Wait, there's a GNU Scientific Library and you knew about this Nominal and you didn't tell me? So that one topic I had about taking the inverse of a matrix, there's already a routine written by the GNU people and you let me code that anyway? Omg, I was nerd raging so hard about having to figure out how take a stupid inverse. Bah. Oh well. Live and learn, I guess. Also, I am happy I did learn how to do it all by myself but yay, I never ever ever have to do it again!
<3 u Nominal.
Can you give an example of using the owner field?
Also, you supposedly shouldn't end your own type names with _t.
Reference: Reserved Names - The GNU C Library
"Names that end with ‘_t’ are reserved for additional type names."
Then again, they also say:
"Names beginning with a capital ‘E’ followed a digit or uppercase letter may be used for additional error code names."
That's obviously too broad as it disallows, e.g., EAST, which will surely never become an error code name.
BTW, your comment on double *data says rows where it should say row (I fixed it in the above quote).
Code:#include <stdio.h>
#include <stdlib.h>
#define MATRIX(m,r,c) ((m)->data[(r)*(m)->rowstep + (c)*(m)->colstep])
typedef struct {
long refcount;
size_t size;
double data[];
} owner_t;
typedef struct {
long rows, cols;
long rowstep, colstep;
double *data;
owner_t *owner;
} matrix_t;
matrix_t *MatrixNew(long rows, long cols) {
int i;
matrix_t *m = malloc(sizeof *m);
if (!m) return NULL;
m->rows = rows;
m->cols = cols;
m->rowstep = cols;
m->colstep = 1;
m->data = malloc(rows * cols * sizeof *m->data);
if (!m->data) {
free(m);
return NULL;
}
for (i = 0; i < rows * cols; i++)
m->data[i] = 0;
m->owner = NULL;
return m;
}
void MatrixInvert(matrix_t *m) {
long t = m->rows; m->rows = m->cols; m->cols = t;
t = m->rowstep; m->rowstep = m->colstep; m->colstep = t;
}
void MatrixDelete(matrix_t *m) {
free(m->data);
free(m);
}
int main(void) {
matrix_t *m = MatrixNew(3, 4);
if (!m) {fprintf(stderr, "MatrixNew failed\n"); exit(1);}
MATRIX(m, 1, 2) = 42;
printf("%.2f\n", MATRIX(m, 1, 2));
MatrixInvert(m);
printf("%.2f\n", MATRIX(m, 2, 1));
MatrixDelete(m);
return 0;
}
Good catch! Absolutely right. As you had fixed in the quote, the comment should be /* data[row*rowstep + col*colstep] */.
It is true that the standard C library developers recommend that, but it's a "soft" recommendation, a warning of what kind of names they might need to reserve in the future. In other words, I read their recommendation as "if we define a new type, it will be named with a _t suffix; if we define a new error code, it will be defined with an E prefix", and so on.
For libraries, say for example "Nominal Animal's Library", or nal, the recommended type names are nal_matrix and nal_owner. The library abbreviation prefix helps avoid namespace pollution, although I have a nagging feeling nal_ is already used .. :)
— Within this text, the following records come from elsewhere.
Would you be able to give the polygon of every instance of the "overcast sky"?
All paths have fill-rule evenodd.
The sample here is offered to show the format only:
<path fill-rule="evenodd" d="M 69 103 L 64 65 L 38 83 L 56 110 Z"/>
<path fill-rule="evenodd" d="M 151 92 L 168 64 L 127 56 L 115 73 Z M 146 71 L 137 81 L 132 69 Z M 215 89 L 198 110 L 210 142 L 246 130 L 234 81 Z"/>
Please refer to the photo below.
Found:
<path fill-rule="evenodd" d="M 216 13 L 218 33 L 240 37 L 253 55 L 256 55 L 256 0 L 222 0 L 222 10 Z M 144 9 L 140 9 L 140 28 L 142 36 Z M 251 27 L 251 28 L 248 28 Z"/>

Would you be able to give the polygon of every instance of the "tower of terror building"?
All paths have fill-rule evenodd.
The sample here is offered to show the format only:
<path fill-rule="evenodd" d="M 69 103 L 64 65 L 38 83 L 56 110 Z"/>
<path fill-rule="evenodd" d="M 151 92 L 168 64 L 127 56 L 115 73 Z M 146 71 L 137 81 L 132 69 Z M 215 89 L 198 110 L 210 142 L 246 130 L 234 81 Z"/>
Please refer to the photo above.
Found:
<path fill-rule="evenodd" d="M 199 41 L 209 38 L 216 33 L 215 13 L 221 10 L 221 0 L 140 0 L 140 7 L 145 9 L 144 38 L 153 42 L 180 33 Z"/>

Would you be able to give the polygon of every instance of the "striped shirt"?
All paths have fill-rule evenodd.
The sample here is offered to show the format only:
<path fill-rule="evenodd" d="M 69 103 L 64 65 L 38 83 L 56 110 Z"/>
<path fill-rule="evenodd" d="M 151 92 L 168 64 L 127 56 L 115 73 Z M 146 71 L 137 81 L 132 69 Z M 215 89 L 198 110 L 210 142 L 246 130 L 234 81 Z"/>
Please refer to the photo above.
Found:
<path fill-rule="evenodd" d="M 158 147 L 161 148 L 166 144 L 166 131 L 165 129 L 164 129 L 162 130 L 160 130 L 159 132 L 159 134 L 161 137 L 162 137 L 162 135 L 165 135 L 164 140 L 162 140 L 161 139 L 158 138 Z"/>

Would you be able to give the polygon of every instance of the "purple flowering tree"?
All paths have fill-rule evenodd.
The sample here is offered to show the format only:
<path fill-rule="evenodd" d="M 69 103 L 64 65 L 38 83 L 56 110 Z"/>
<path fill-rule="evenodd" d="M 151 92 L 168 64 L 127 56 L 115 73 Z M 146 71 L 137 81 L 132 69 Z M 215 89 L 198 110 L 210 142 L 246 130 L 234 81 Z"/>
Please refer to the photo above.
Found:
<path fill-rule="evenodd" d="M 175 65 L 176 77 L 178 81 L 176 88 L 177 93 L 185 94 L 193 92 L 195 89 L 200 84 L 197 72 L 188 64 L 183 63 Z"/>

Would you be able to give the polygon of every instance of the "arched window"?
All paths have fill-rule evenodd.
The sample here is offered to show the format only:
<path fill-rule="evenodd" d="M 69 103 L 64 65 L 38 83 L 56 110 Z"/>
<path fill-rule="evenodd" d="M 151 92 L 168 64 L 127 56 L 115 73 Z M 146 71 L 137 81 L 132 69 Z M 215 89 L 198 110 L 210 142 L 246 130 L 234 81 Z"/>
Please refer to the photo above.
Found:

For example code, I often use _t suffix for types to make the code easier to read.
If you have a better type name prefix or suffix I should use instead -- as some kind of suffix or prefix is needed to distinguish type names from variable names, making example code easier to read --, I'd be more than happy to hear suggestions! ;)
Sure. For simplicity, let's keep this to single-threaded code.
That is, you can use these safely from multiple threads, as long as you manipulate a matrix (or shared matrices; that is, owners) from a single thread at a time.
First, we need the types. I'll also define safe accessors, in cases where you might have out-of-bounds column or row numbers:
The getter and setter are more for documentation, rather than actual use.Code:#include <stdlib.h>
#include <string.h>
#include <stdio.h>
#include <errno.h>
typedef struct {
long refcount;
size_t size;
double data[];
} nal_owner;
typedef struct {
long rows;
long cols;
long rowstep;
long colstep;
double *data;
nal_owner *owner;
} nal_matrix;
/* Safe matrix accessor (getter).
* Returns 0.0 if row,col is outside the matrix m, otherwise the matrix element.
*/
double nal_matrix_get(const nal_matrix *const m, const long row, const long col)
{
if (row >= 0L && col >= 0L && m && row < m->rows && col < m->cols && m->data)
return m->data[row * m->rowstep + col * m->colstep];
else
return 0.0;
}
/* Safe matrix accessor (setter).
* Returns 0.0 if row,col is outside the matrix m, otherwise the value set.
*/
double nal_matrix_set(nal_matrix *const m, const long row, const long col, const double value)
{
if (row >= 0L && col >= 0L && m && row < m->rows && col < m->cols && m->data)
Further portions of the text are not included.